Summary: Science finding and forming models that attempt to reflect the "real world", and then test these models against the real world to see how they "stack up" to it. However, programming is not the "real world". ProgrammingIsInTheMind. Thus, "computer science" is not science except in terms of WetWare sciences, such as psychology. There are multiple ways to achieve the same output with a given input set, and so far "computer science" says nothing about which path is the "best". (Industry domains may attempt to model the real world, but that's industry-specific science. Also, machine performance, such as speed and disk space, is subject to real-world empiricism, but software itself is not hardware, by definition. The interaction between software and hardware may be subject to performance empiricism, but most of the "important" issues on this wiki are not about machine performance.) -t
I'm not sure there is universal agreement over that. But if true, then the term "computer science" is clearly a misnomer because math is not science (by itself).
True, math is math. A firedog isn't a canine, either. Deal with it.
So "computer science" is not really "science" in the same vein? Good, we settled the topic question then. Time to go home.
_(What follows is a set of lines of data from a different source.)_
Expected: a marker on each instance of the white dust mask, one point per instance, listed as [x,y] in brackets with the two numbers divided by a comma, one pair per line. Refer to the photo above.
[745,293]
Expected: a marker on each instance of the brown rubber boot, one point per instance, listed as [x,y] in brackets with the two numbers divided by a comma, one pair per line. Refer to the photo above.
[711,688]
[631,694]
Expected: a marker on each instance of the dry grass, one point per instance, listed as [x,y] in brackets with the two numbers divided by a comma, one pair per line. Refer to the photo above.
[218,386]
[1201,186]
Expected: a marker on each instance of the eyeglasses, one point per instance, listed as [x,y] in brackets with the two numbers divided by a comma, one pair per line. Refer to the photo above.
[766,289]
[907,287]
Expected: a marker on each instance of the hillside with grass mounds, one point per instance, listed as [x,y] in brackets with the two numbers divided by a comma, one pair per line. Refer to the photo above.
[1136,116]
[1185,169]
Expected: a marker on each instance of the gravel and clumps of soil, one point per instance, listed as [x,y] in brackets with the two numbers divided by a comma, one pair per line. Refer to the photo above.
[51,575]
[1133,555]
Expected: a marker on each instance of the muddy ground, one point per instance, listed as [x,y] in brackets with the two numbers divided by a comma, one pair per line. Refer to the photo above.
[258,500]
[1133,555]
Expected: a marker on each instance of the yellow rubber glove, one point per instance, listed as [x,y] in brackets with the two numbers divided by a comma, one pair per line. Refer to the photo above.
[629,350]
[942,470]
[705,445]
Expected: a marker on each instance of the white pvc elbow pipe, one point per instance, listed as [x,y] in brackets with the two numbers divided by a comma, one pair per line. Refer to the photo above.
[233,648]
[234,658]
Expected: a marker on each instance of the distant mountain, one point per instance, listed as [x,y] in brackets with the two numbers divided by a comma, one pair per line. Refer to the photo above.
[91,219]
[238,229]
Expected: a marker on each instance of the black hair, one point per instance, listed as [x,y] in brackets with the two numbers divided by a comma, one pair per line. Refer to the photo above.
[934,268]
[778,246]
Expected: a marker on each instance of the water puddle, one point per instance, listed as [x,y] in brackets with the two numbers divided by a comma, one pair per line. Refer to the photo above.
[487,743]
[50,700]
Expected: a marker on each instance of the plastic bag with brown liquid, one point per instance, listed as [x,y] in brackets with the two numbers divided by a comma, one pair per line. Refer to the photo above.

Computer "science" is indeed a misnomer. Computer science is a mathematical discipline. Software engineering is an engineering discipline. There are certainly sciences closely allied with computing -- cognitive science, computational linguistics, computational psychology -- but these are generally considered distinct from computer science, which is the study of computation itself.
Re: "Considered distinct" -- I don't see that. They are often rolled under the title "computer science". What you describe would best be called "computational mathematics" in my opinion; and "computer studies" would be a better name for the group of disciplines normally under the CS umbrella. Related: CsStandsForComputerStudies.
Yes, colloquially and outside the field, "computer science" is frequently used as a convenient handle for everything from mathematical computer science to the study of the socio-political impact of computing, but within these fields clear distinctions are made. Your terminology is not unreasonable, but they're now considered somewhat outdated. "Computer Studies" and "Computational Mathematics" and the like were once popular course titles in various universities, but they're tending to be replaced with the more familiar "Computer Science", "Software Engineering", or "Computing" (usually covering the variety of non-mathematical subjects.) In particular, "Computer Studies" was often seen to be little more than lightweight computer appreciation, attracting weak students who liked playing videogames but who were otherwise unteachable and unemployable.
I agree that "computer studies" sounds "wimpy" (for lack of a better word), but is it better to lie to get tuition money? (And often the kind you described as "unemployable" have well-paying careers because they had the people skills to move into management etc. "Soft" skills are valued, for good or bad, especially deeper into one's career. Being a heads-down "bit-head" seems to plateau early.)
There's no lie. "Computer Science" is typically taught as computer science -- perhaps leaning toward the pragmatic side in many institutions, but still plenty of theory of computation -- with some software engineering. Software Engineering is taught as software engineering with some computer science. Sometimes the balance of software engineering and computer science shifts one way or the other, but that's no great harm. Teaching "computer studies" with neither software engineering (or only a little) and no computer science (perhaps only a 1st year smattering of computer architecture) has largely fallen out of favour.
Currently, soft skills are expected along with serious technical skills. It's not one or the other; now it's both.
Mastering both is indeed rare. Being professionally competent at both is expected by employers.
Based on the obtuse writing style from some members of this wiki, some should be fired.
Could you given an example of what you consider obtuse?
I'm sure I encounter such fairly soon, and I'll link it when I do.